If you genuinely did not have a clean angle, do not bluff confidence. Reset the round. The goal is credibility, not ego.
Referees also own the official score state in serious play. For the simplest scorekeeping methods that keep matches clean, read How to Keep Score in Rock Paper Scissors.
Handle Disputes Without Feeding Them
- Listen briefly. Players should be heard, but not indulged forever.
- Restate the call once. Calmly, directly, without starting a speech.
- Separate judgment from emotion. A loud player is not automatically a right player.
- Escalate when needed. If the event has a head official, know when to involve them and when not to.
When disputes center on timing abuse or ambiguous reveals, the best quick explainer for players is Can You Cheat at Rock Paper Scissors?.
What Makes a Great Referee
The best referees are not the loudest or the most authoritarian. They are the ones players stop thinking about because the match feels clean.

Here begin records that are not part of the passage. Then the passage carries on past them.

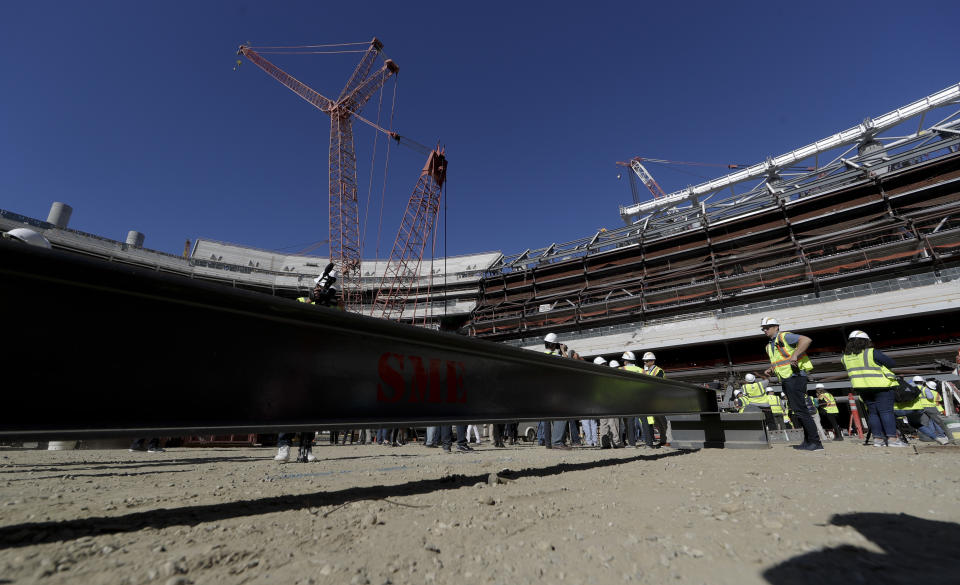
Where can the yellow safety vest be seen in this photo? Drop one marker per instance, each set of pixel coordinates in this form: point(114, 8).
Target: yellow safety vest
point(916, 404)
point(655, 371)
point(830, 403)
point(779, 353)
point(864, 373)
point(753, 390)
point(776, 405)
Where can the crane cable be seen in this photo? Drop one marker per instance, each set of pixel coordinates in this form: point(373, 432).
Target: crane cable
point(386, 166)
point(373, 163)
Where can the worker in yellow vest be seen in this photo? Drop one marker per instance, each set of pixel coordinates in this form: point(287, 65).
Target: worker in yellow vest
point(788, 360)
point(776, 409)
point(914, 411)
point(871, 376)
point(648, 424)
point(829, 410)
point(552, 346)
point(932, 405)
point(630, 422)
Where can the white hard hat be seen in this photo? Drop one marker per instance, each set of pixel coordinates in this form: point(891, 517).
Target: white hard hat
point(28, 237)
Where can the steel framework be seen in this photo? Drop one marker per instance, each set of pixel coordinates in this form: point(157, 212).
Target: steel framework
point(401, 277)
point(344, 232)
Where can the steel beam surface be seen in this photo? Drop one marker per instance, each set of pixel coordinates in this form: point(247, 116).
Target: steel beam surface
point(95, 349)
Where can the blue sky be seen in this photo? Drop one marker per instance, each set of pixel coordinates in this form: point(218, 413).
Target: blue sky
point(131, 112)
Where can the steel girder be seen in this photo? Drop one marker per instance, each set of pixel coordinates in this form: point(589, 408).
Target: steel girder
point(96, 349)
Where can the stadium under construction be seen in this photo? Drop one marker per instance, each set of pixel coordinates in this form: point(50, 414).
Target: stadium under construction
point(866, 235)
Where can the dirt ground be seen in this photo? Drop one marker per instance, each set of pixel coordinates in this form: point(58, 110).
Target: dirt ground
point(372, 514)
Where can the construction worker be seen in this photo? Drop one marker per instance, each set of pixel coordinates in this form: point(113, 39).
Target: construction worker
point(915, 413)
point(829, 410)
point(610, 427)
point(871, 377)
point(776, 408)
point(930, 400)
point(551, 346)
point(788, 360)
point(630, 365)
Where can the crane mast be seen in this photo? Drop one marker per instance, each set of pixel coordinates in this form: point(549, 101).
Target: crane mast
point(343, 209)
point(401, 277)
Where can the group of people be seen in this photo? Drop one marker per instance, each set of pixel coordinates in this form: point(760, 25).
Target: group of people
point(869, 370)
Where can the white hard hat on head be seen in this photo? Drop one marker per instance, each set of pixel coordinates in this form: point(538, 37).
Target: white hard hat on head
point(28, 236)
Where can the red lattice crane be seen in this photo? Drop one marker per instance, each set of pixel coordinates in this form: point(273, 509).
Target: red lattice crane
point(344, 212)
point(401, 277)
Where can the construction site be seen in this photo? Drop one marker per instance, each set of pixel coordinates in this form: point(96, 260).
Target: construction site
point(859, 230)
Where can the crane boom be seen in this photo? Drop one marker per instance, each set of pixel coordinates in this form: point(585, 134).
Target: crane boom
point(402, 273)
point(343, 209)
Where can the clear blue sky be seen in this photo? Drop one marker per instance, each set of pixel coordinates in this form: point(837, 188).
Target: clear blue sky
point(131, 112)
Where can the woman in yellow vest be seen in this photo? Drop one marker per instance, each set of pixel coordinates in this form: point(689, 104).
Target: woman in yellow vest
point(871, 377)
point(788, 360)
point(829, 410)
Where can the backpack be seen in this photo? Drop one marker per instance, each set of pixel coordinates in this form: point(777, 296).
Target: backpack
point(905, 392)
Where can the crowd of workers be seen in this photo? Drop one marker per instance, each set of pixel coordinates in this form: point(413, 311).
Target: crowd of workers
point(887, 398)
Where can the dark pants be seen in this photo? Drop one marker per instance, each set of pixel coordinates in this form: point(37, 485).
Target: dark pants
point(832, 419)
point(880, 415)
point(446, 435)
point(632, 431)
point(796, 389)
point(286, 439)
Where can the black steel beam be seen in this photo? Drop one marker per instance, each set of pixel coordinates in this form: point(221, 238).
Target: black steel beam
point(99, 349)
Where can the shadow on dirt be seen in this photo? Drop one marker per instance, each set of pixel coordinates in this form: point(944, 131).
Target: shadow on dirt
point(26, 534)
point(915, 550)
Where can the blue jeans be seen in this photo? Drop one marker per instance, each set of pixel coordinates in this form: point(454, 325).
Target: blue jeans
point(880, 413)
point(446, 435)
point(796, 388)
point(590, 431)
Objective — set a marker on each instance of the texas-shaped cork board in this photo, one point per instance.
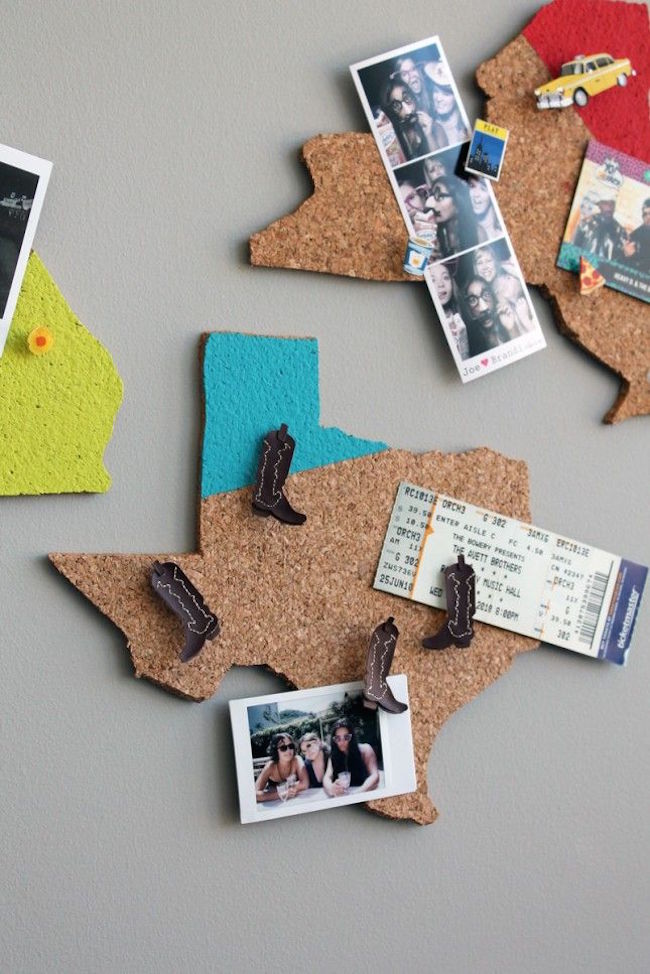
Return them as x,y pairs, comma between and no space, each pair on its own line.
351,224
57,410
300,600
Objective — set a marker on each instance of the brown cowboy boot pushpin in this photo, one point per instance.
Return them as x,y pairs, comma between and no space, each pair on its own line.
272,471
379,658
460,588
170,582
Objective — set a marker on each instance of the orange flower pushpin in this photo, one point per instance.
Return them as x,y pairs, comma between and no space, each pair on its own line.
40,340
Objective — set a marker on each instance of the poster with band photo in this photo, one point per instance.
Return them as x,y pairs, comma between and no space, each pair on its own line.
419,123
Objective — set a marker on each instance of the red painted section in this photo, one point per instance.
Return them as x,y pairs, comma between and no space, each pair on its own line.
619,117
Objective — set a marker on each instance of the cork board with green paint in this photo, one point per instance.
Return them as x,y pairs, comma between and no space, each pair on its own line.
57,409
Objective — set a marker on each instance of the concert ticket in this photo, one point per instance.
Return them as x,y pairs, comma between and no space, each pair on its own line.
528,580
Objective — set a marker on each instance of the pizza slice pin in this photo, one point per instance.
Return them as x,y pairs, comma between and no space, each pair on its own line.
590,278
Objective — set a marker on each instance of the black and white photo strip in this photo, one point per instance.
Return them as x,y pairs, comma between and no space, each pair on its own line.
414,102
309,750
23,181
455,212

They are consistent under pressure, not eager for attention, and difficult to rattle.
- They keep the match moving.
- They protect fairness without performing outrage.
- They apply the same standard to both players.
- They understand that credibility is cumulative and easy to lose.
The Quick Referee Checklist
- Confirm players and format.
- Set a clean, repeatable cadence.
- Watch both hands, not just the drama around them.
- Call the round clearly and move on.
- Reset or escalate only when the situation actually requires it.
Referee the room, not just the throw
Good officiating works because players trust the process before they need to test it.